Minor grammatical mistakes were encountered

Minor grammatical mistakes were encountered

Author Response

The article analyses stromal tumours and the importance of next-generation sequencing. The article title directs the reader to an expectation not covered in the manuscript, so I suggest partially changing it: The relevance of. Even though the article's data is analysed according to the major aim, there are questions.

To reflect the reviewer’s feedback, we have changed the title to:

“Utility of clinical next generation sequencing tests in KIT/PDGFRA/SDH wild-type gastrointestinal stromal tumors.”

Please specify in the legend of Table 1 why there is no diagnosis in some patients even though the tumour was sequenced.

The reviewer highlights an important point that despite broad clinical sequencing, we were unable to identify the driver for a number of the tumors. We have commented on why there is no diagnosis in the discussion as follows (pg 18):

Second, we are bound by the limitations of the sequencing panels to detect driver mutations, and the panels were not completely overlapping, though common drivers identified were included in all the panels.

Figures 2B and 2C may mislead the reader. I would suggest moving Figure 2C to a new Figure since the focus is on altered genes.

We think it makes most sense to keep Figure 2C with the remainder of Figure 2, as all of these panels focus on altered genes.

Figure 3 is the most relevant; however, part B would benefit from clustering the patients' data with question marks. It would be clinically pertinent to direct the reader to the relevance of next-generation sequencing on patients treated with imatinib.
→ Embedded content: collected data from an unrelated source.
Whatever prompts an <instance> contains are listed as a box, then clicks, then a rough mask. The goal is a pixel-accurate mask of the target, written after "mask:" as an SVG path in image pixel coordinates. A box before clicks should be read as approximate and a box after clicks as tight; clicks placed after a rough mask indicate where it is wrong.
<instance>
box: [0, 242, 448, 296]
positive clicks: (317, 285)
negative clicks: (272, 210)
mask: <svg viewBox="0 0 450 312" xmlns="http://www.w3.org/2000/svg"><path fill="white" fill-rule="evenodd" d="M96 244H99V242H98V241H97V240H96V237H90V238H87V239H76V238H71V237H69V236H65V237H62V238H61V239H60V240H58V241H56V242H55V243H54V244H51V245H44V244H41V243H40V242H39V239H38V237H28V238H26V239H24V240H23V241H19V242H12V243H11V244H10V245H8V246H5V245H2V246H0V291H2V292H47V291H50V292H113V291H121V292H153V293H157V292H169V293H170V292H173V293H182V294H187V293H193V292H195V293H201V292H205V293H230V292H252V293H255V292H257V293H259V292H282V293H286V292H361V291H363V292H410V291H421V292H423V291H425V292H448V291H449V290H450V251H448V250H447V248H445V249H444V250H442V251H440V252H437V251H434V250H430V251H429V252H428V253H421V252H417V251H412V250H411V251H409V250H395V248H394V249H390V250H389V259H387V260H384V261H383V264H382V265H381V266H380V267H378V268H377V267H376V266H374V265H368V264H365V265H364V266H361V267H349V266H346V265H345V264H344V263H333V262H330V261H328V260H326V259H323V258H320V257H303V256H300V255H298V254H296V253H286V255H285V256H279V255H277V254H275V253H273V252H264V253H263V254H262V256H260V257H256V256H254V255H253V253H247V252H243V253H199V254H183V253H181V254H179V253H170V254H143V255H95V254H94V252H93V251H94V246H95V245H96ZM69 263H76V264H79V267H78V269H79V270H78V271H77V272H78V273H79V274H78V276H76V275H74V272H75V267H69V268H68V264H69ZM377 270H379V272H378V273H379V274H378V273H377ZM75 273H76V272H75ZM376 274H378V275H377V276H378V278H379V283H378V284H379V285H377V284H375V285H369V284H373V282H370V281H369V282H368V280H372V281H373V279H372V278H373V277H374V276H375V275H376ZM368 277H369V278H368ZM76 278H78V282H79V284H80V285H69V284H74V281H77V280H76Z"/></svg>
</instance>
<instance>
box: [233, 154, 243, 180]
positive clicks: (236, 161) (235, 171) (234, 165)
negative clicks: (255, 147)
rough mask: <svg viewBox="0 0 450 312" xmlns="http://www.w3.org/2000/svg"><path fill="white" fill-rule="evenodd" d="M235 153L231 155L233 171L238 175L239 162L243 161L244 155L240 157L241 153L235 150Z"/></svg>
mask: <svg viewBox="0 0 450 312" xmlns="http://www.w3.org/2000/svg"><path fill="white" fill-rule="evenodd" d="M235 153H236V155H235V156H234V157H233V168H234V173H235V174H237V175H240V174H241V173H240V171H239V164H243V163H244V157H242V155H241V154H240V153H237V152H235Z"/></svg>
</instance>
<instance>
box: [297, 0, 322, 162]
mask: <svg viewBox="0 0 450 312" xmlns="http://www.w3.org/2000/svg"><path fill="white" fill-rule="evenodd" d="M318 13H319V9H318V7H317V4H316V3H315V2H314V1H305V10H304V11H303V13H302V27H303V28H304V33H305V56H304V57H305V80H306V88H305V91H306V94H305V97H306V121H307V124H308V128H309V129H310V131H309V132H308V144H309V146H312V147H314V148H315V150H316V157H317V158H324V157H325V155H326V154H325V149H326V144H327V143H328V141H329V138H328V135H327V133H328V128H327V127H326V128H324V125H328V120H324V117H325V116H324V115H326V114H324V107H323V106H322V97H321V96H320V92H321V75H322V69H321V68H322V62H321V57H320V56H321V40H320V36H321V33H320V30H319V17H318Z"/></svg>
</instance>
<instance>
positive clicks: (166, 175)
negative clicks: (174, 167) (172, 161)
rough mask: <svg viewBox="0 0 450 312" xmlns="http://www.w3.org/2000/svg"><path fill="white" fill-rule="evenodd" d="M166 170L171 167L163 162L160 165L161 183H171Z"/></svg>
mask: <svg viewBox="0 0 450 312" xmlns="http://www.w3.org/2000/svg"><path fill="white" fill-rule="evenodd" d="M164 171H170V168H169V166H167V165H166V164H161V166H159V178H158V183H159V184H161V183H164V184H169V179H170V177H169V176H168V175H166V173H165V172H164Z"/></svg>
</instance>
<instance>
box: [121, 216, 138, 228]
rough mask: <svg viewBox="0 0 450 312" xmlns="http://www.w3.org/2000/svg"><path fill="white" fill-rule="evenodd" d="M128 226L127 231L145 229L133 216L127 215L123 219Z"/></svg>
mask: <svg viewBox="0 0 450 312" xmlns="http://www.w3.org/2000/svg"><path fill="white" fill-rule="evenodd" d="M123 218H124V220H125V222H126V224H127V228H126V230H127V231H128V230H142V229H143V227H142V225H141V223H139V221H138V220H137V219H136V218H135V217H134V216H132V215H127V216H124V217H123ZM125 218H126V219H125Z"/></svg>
            We have modified Figure 3B so that it is clustered by purported driver.

Can the authors please provide the statistical analysis 3A and 4?
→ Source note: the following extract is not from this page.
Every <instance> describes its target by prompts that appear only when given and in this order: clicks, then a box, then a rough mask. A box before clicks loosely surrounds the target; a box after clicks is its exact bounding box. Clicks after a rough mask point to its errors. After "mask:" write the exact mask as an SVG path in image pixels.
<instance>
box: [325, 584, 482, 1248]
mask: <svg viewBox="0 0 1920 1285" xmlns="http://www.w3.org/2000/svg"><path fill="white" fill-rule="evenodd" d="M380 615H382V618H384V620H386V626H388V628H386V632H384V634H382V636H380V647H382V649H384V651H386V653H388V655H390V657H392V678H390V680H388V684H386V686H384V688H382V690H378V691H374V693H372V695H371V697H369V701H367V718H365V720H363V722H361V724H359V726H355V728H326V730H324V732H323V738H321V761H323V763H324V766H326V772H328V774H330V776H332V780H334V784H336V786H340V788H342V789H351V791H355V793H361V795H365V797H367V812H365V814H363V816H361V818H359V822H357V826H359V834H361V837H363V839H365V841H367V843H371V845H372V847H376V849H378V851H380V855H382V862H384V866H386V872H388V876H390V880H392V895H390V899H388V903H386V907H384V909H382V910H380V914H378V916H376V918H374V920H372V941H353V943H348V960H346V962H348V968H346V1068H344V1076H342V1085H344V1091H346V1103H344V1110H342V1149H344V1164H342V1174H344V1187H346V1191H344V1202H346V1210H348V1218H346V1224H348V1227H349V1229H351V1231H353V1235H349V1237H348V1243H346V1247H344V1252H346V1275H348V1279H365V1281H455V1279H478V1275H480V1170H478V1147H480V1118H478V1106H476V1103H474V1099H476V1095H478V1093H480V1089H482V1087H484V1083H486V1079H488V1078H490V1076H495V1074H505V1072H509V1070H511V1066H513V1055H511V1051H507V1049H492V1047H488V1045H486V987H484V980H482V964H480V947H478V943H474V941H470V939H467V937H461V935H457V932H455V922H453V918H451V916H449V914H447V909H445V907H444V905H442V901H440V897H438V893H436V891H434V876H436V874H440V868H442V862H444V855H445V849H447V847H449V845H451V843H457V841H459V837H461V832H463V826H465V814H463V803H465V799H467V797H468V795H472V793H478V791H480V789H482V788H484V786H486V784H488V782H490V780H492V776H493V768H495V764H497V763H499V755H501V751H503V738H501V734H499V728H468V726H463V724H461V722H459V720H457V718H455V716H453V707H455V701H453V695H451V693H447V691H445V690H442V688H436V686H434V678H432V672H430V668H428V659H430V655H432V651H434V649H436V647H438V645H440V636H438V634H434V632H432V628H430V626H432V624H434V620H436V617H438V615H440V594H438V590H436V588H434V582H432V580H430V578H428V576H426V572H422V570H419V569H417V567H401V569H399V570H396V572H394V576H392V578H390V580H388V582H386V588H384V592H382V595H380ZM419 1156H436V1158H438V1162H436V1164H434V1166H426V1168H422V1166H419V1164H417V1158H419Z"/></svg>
We have provided a p value from a log rank test for Figure 3A in the legend (p = 0.21), though this is limited by small n (n=3 for targeted therapy and n = 15 for imatinib).

Also, there are some limitations based on the data. It should be stated as a separate title in the text. Two interesting questions may be addressed: TP53 and RAS (not observed in Figure 2A) may affect stromal tumours, and only one patient with a complex clinical condition had TP53. What is the opinion of the authors? How about tumour heterogeneity in the samples?

We did see TP53 alteration in 2 tumors in our cohort. We do not see RAS mutations; however, we did see RAS pathway alterations, namely 2 tumors with BRAF V600E and 2 with NF1 loss-of-function mutations. The reviewer also raises an interesting point about tumor heterogeneity. Unfortunately our study is not well suited to address intratumoral heterogeneity given that we only have sequencing results from one tumor biopsy/specimen from one point in time.

Minor grammatical mistakes were encountered

We have again reviewed the manuscript for grammatical errors and edited accordingly.

Reviewer 3 Report

This study focuses on "triple negative" gastrointestinal stromal tumors that lack mutations in KIT, PDGFRA, and SDH, aiming to elucidate their clinical and genomic characteristics. It uncovers that these GISTs harbor a diverse range of driver mutations, with patients showing a more favorable response to molecularly targeted therapies over imatinib, underscoring the importance of in-depth molecular profiling for guiding treatment. The publication is well-conducted, comprehensive, and leaves no room for critique in its execution or findings.

Author Response

We thank the reviewer for this kind feedback.